REBECCA SOLNIT: These bears are really scary and life is meaningless.
ASTRA TAYLOR: Exactly.
REBECCA SOLNIT: God that would be amazing.
ASTRA TAYLOR: It would be amazing. Someone do it.
JGR: Poet and novelist Melissa Broder is the host of the podcast eating alone in my car, and runs the popular twitter account so sad today.
MELISSA BRODER: I find that like in every context there is sort of this drive for being like the most something. So for example, like even in something antithetical to that. Like, if I were in an anarchist squat. Right? I don’t see myself as being in an anarchist squat. First of all, I’m just not that good at like, being with others all the time. Like I need a wall and like, I feel like with like anarchist commune, it’s like not wall based. I do like walls, but let’s just say I deluded myself into believing like I am a person who could live happily in an anarchist squat. I know that if I were to live in the anarchist squat that I would probably immediately want to be like top of the heap for like the person who’s consuming the least. Like I would want to be the most anarchist. I would want to be getting everything out of the dumpster. And if I purchased anything, I would probably then berate like, you know, I wouldn’t be good enough. It would be like wanting to be queen of the squat. And I can kind of do this in like any situation, you know. And I think it comes from just an inherent feeling of like not enoughness. Like a feeling that like something is missing, or it’s a fear that I’ll be perceived as something is missing. That like something is wrong and I’m not going to fit in here, and my wrongness is going to be seen. Even if I was like queen of the squat, like I would just graduate, like it would be like big anarchist, small pond. Like I would just move on then to like an even rawer squat, and they’d be like, “you lived in that squat? Like that is a capitalist consumerist hell. Like that squat is the equivalent of like Neiman Marcus.” You’re never going to be the most anything.
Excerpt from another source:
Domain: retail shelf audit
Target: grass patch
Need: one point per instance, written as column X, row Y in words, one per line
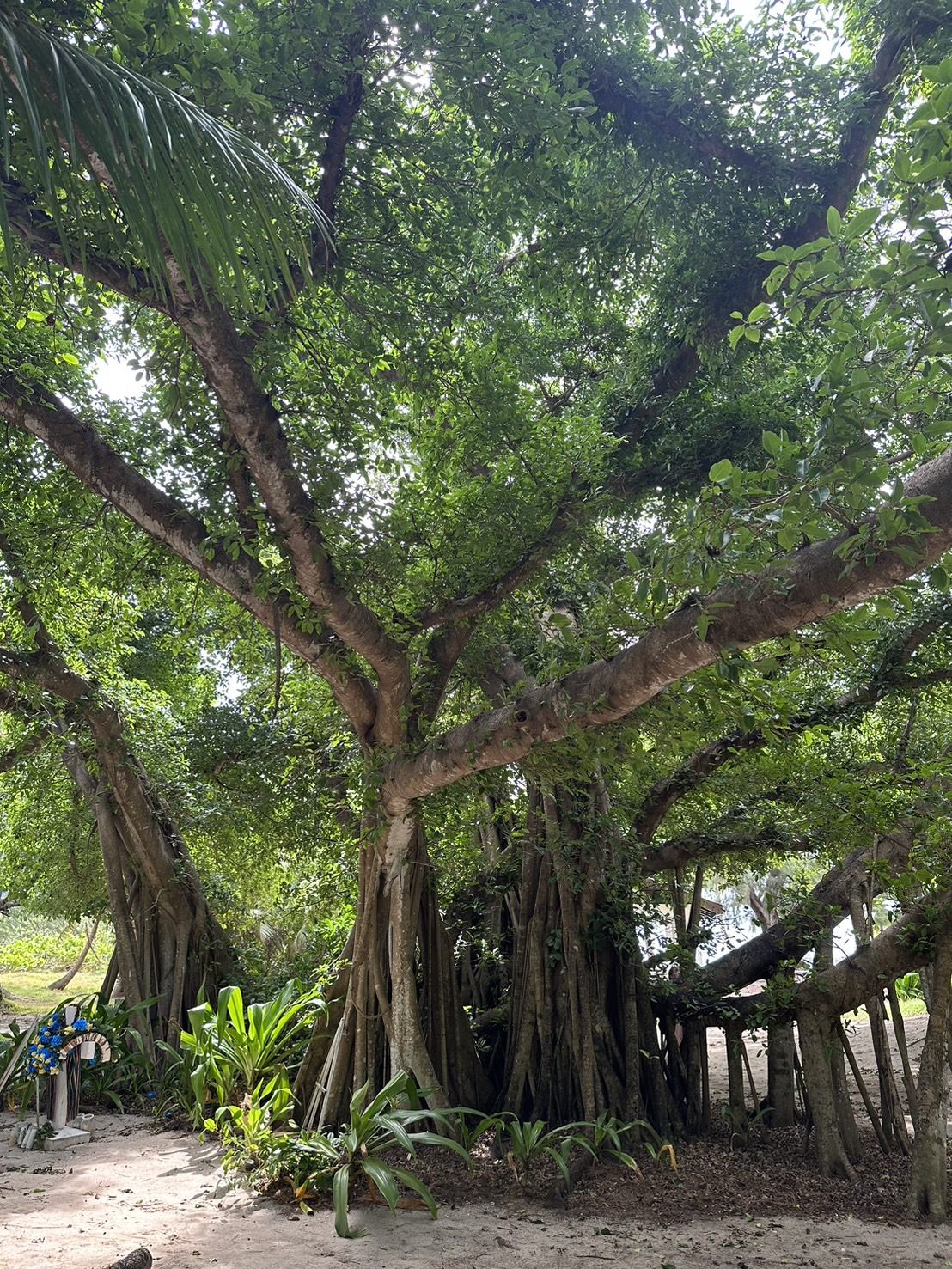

JGR: When writers write fiction, they are often engaging with a history–whether that be literary, political, or personal. But there is always power involved in telling a history, which is, of course, a story of how events played out. How are writers subverting the histories they’re telling through writing, and how is writing new histories changing the narratives these writers tell? Marlon James, author of Black Leopard, Red Wolf, the first in a fantasy trilogy rooted in African legend.
MARLON JAMES: I’m trying to think how, when I decided this is the story I wanted to tell. I know when I became interested in it, which is not necessarily the same answer, and it was this before, it was this fight I had with a friend of mine. It was I think 2010 or 2011. It was a fight over the casting for The Hobbit. And I said, you know what, I’m going to argue about inclusion, you’re going to argue about political correctness, it’s going to be ugly. That’s exactly what happened. So, you know, I said I can’t believe the cast for The Hobbit is so white. And so lacking in diversity and all of the stuff. And he was well you know, Lord of the Rings is a British show and it reflects British culture and it’s Norse and Viking and blah blah blah and I said, you know, Lord of the Rings isn’t real. It’s like when Megyn Kelly says Santa is white. Santa isn’t real Megyn. But the argument just escalated as it would have, and I was like, just keep your damn Hobbit, which is not a reflection on Lord of the Rings, because I love Lord of the Rings so much I had to spellcheck the book to make sure I wasn’t copying too much. So it sent me on this mission not to write, it sent me on a mission to read. To read all the sort of African history and mythologies and so on, some of which I knew about. Everybody knows about Ghana and Songhai and Mali and Son-Jara and so on, but there was a lot I didn’t know. So at first I just, I was looking for stories. And the stories I was reading were just like so fantastic and crazy, I mean the book started to write itself.
JGR: Critic and journalist Ta-Nehisi Coates, whose first novel, The Water Dancer, tells the story of a young man born into slavery, and his journey North.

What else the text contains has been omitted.